Mount Sinai Liver Cancer Program, Tisch Cancer Institute, Division of Liver Diseases, Department of Medicine, Icahn School of Medicine at Mount Sinai, New York, NY 10029, USA.
Gastroenterology. 2013 May;144(5):1024-30. doi: 10.1053/j.gastro.2013.01.021. Epub 2013 Jan 17.
BACKGROUND & AIMS: Cirrhosis affects 1% to 2% of the world population and is the major risk factor for hepatocellular carcinoma (HCC). Hepatitis C cirrhosis-related HCC is the most rapidly increasing cause of cancer death in the United States. Noninvasive methods have been developed to identify patients with asymptomatic early-stage cirrhosis, increasing the burden of HCC surveillance, but biomarkers are needed to identify patients with cirrhosis who are most in need of surveillance. We investigated whether a liver-derived 186-gene signature previously associated with outcomes of patients with HCC is prognostic for patients with newly diagnosed cirrhosis but without HCC.
We performed gene expression profile analysis of formalin-fixed needle biopsy specimens from the livers of 216 patients with hepatitis C-related early-stage (Child-Pugh class A) cirrhosis who were prospectively followed up for a median of 10 years at an Italian center. We evaluated whether the 186-gene signature was associated with death, progression of cirrhosis, and development of HCC.
Fifty-five (25%), 101 (47%), and 60 (28%) patients were classified as having poor-, intermediate-, and good-prognosis signatures, respectively. In multivariable Cox regression modeling, the poor-prognosis signature was significantly associated with death (P = .004), progression to advanced cirrhosis (P < .001), and development of HCC (P = .009). The 10-year rates of survival were 63%, 74%, and 85% and the annual incidence of HCC was 5.8%, 2.2%, and 1.5% for patients with poor-, intermediate-, and good-prognosis signatures, respectively.
A 186-gene signature used to predict outcomes of patients with HCC is also associated with outcomes of patients with hepatitis C-related early-stage cirrhosis. This signature might be used to identify patients with cirrhosis in most need of surveillance and strategies to prevent the development of HCC.

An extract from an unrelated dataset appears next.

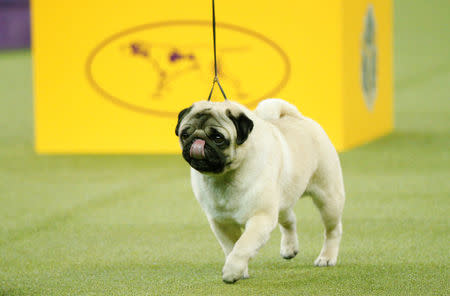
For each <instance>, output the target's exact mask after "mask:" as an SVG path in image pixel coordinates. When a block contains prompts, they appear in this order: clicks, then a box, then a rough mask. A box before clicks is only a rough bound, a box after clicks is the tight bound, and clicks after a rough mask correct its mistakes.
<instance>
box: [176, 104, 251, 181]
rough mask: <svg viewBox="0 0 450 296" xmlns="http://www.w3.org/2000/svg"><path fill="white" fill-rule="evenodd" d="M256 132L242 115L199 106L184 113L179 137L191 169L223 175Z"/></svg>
mask: <svg viewBox="0 0 450 296" xmlns="http://www.w3.org/2000/svg"><path fill="white" fill-rule="evenodd" d="M215 107H217V108H215ZM252 129H253V122H252V121H251V120H250V119H249V118H248V117H247V116H246V115H245V114H244V113H242V112H239V111H237V112H236V111H235V112H234V113H233V112H232V111H231V110H230V108H224V106H223V105H219V106H215V105H214V103H204V104H198V103H197V104H195V105H193V106H191V107H189V108H187V109H184V110H182V111H181V112H180V114H179V115H178V124H177V127H176V130H175V134H176V135H177V136H179V138H180V144H181V147H182V149H183V158H184V159H185V160H186V161H187V162H188V163H189V164H190V165H191V167H193V168H194V169H196V170H197V171H199V172H201V173H215V174H220V173H223V172H224V171H226V169H227V168H229V167H230V165H231V164H232V162H233V160H234V158H235V155H236V149H237V148H238V146H240V145H242V144H243V143H244V142H245V141H246V140H247V138H248V136H249V134H250V132H251V130H252Z"/></svg>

肝硬化影响全球 1%至 2%的人口,是肝细胞癌(HCC)的主要危险因素。丙型肝炎肝硬化相关 HCC 是美国癌症死亡人数增长最快的原因。已经开发了非侵入性方法来识别无症状早期肝硬化患者,增加了 HCC 监测的负担,但需要生物标志物来识别最需要监测的肝硬化患者。我们研究了以前与 HCC 患者的预后相关的肝脏衍生的 186 个基因特征是否对新诊断为肝硬化但无 HCC 的患者具有预后意义。

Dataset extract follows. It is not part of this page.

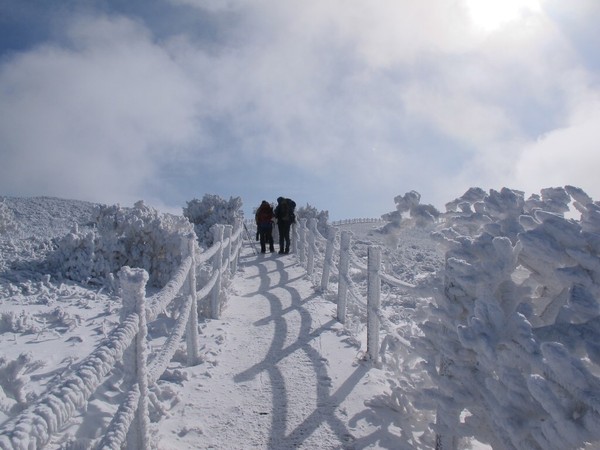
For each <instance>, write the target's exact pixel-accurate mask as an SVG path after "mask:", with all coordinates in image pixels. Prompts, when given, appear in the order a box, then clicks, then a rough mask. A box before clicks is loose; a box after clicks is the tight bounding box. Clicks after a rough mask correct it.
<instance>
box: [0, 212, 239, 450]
mask: <svg viewBox="0 0 600 450" xmlns="http://www.w3.org/2000/svg"><path fill="white" fill-rule="evenodd" d="M241 230H242V226H241V222H240V221H238V222H236V226H235V227H232V226H224V225H217V226H216V231H215V236H218V237H220V239H219V240H215V244H214V245H213V246H212V247H211V248H210V249H208V250H207V251H206V252H204V253H202V254H200V256H199V257H198V260H196V256H195V242H194V241H193V240H194V239H195V237H194V236H193V235H192V236H188V239H187V242H186V245H185V246H186V247H187V251H186V248H185V247H183V246H182V247H183V248H182V252H184V251H186V252H187V253H188V254H187V256H186V257H185V258H183V261H182V264H181V266H180V267H179V269H178V270H177V271H176V273H175V275H174V276H173V277H172V279H171V280H170V281H169V282H168V283H167V285H166V286H165V288H163V289H162V290H161V292H159V293H157V294H155V295H154V296H152V297H149V298H146V297H145V286H146V282H147V281H148V274H147V272H146V271H145V270H143V269H131V268H129V267H123V268H122V269H121V270H120V272H119V279H120V280H121V286H122V289H123V309H122V311H121V323H120V324H119V325H118V326H117V327H116V328H115V330H113V331H112V332H111V333H110V334H109V336H108V337H107V338H106V339H105V340H104V341H103V343H102V344H101V345H100V346H99V347H98V348H96V350H94V351H93V352H92V354H90V356H88V357H87V358H85V359H84V360H83V361H82V362H81V363H80V364H79V365H78V367H77V368H76V369H74V370H73V371H72V372H70V373H68V374H65V375H63V381H62V382H61V383H59V384H58V385H57V386H55V387H54V388H52V389H51V390H50V391H48V392H47V393H46V394H44V395H42V396H41V397H40V399H38V401H37V402H36V403H35V404H33V405H31V406H30V407H29V408H27V409H26V410H24V411H22V412H21V413H20V414H18V415H17V416H16V417H14V418H12V419H10V420H9V421H7V422H6V423H4V424H3V426H2V427H1V428H0V449H2V450H14V449H19V450H21V449H28V450H33V449H39V448H42V447H44V446H45V445H46V444H47V443H48V442H49V441H50V439H51V438H52V436H53V435H54V434H55V433H57V432H58V431H59V430H61V429H62V428H63V427H64V426H65V425H66V424H67V423H68V422H69V421H70V419H71V418H72V417H73V416H74V414H75V413H76V412H77V411H78V410H80V409H82V408H84V407H85V406H86V404H87V402H88V400H89V399H90V397H91V396H92V395H93V394H94V392H95V391H96V390H97V389H98V387H100V386H101V385H102V383H103V382H104V380H105V379H106V377H107V376H108V375H109V374H110V373H111V372H112V371H113V370H114V368H115V366H117V365H118V363H119V362H123V364H124V367H126V374H125V380H126V382H127V383H128V384H129V385H130V386H131V387H130V390H129V392H128V393H126V400H125V401H124V402H123V403H122V404H121V405H119V408H118V411H117V413H116V414H115V416H114V417H113V420H112V422H111V424H110V425H109V427H108V429H107V431H106V432H105V433H104V439H103V440H102V441H101V442H100V443H99V445H97V446H96V448H103V449H104V448H106V449H119V448H122V447H123V446H124V445H125V443H126V441H127V447H128V448H149V432H148V426H149V419H148V403H149V387H150V386H151V385H153V384H154V383H156V381H157V380H158V378H159V377H160V376H161V375H162V373H163V372H164V371H165V370H166V368H167V364H168V363H169V362H170V361H171V359H172V357H173V355H174V354H175V351H176V350H177V346H178V344H179V342H180V341H181V339H182V337H183V334H184V333H185V331H186V330H187V340H186V344H187V352H188V363H189V364H190V365H192V364H195V363H197V361H198V342H197V341H198V335H197V328H198V323H197V319H198V311H197V304H198V302H199V301H202V300H204V299H206V298H208V297H209V296H210V298H211V305H212V308H211V316H213V317H215V316H216V317H218V315H219V314H220V306H221V305H220V304H219V298H220V290H221V286H222V284H221V278H222V276H224V275H226V274H230V273H233V272H234V271H235V270H236V269H237V261H238V257H239V252H240V249H241V245H242V239H241ZM211 259H212V260H213V275H212V277H211V278H210V279H209V280H208V281H207V282H206V283H205V284H204V286H203V287H202V288H201V290H200V291H197V290H196V289H197V286H196V283H197V280H196V269H197V263H198V261H200V262H209V261H210V260H211ZM186 281H187V283H186ZM215 291H218V292H216V293H215ZM180 292H182V293H183V295H184V296H185V298H186V301H185V302H184V304H183V306H182V307H181V308H180V314H179V317H178V319H177V323H176V325H175V326H174V327H173V329H172V332H171V334H170V335H169V336H168V338H167V340H166V342H165V344H164V345H163V346H162V347H161V349H160V350H159V351H158V352H157V353H154V354H152V355H149V354H148V347H147V339H146V336H147V323H148V322H151V321H153V320H155V319H156V318H157V317H158V314H159V313H160V312H161V311H163V310H164V309H165V308H166V307H167V306H168V305H169V304H170V303H171V302H172V301H174V300H175V299H176V298H178V296H179V294H180ZM215 299H216V300H215ZM132 425H133V426H132Z"/></svg>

我们对意大利中心前瞻性随访中位数为 10 年的 216 例丙型肝炎相关早期(Child-Pugh 分级 A)肝硬化患者的肝针活检标本进行了基因表达谱分析。我们评估了 186 个基因特征是否与死亡、肝硬化进展和 HCC 发展相关。
55(25%)、101(47%)和 60(28%)例患者分别被归类为预后不良、中间预后和良好预后。在多变量 Cox 回归模型中,预后不良特征与死亡(P=0.004)、进展为晚期肝硬化(P<0.001)和 HCC 发展(P=0.009)显著相关。10 年生存率分别为 63%、74%和 85%,预后不良、中间预后和良好预后患者的 HCC 年发生率分别为 5.8%、2.2%和 1.5%。
用于预测 HCC 患者预后的 186 个基因特征也与丙型肝炎相关早期肝硬化患者的预后相关。该特征可能用于识别最需要监测的肝硬化患者,并制定预防 HCC 发展的策略。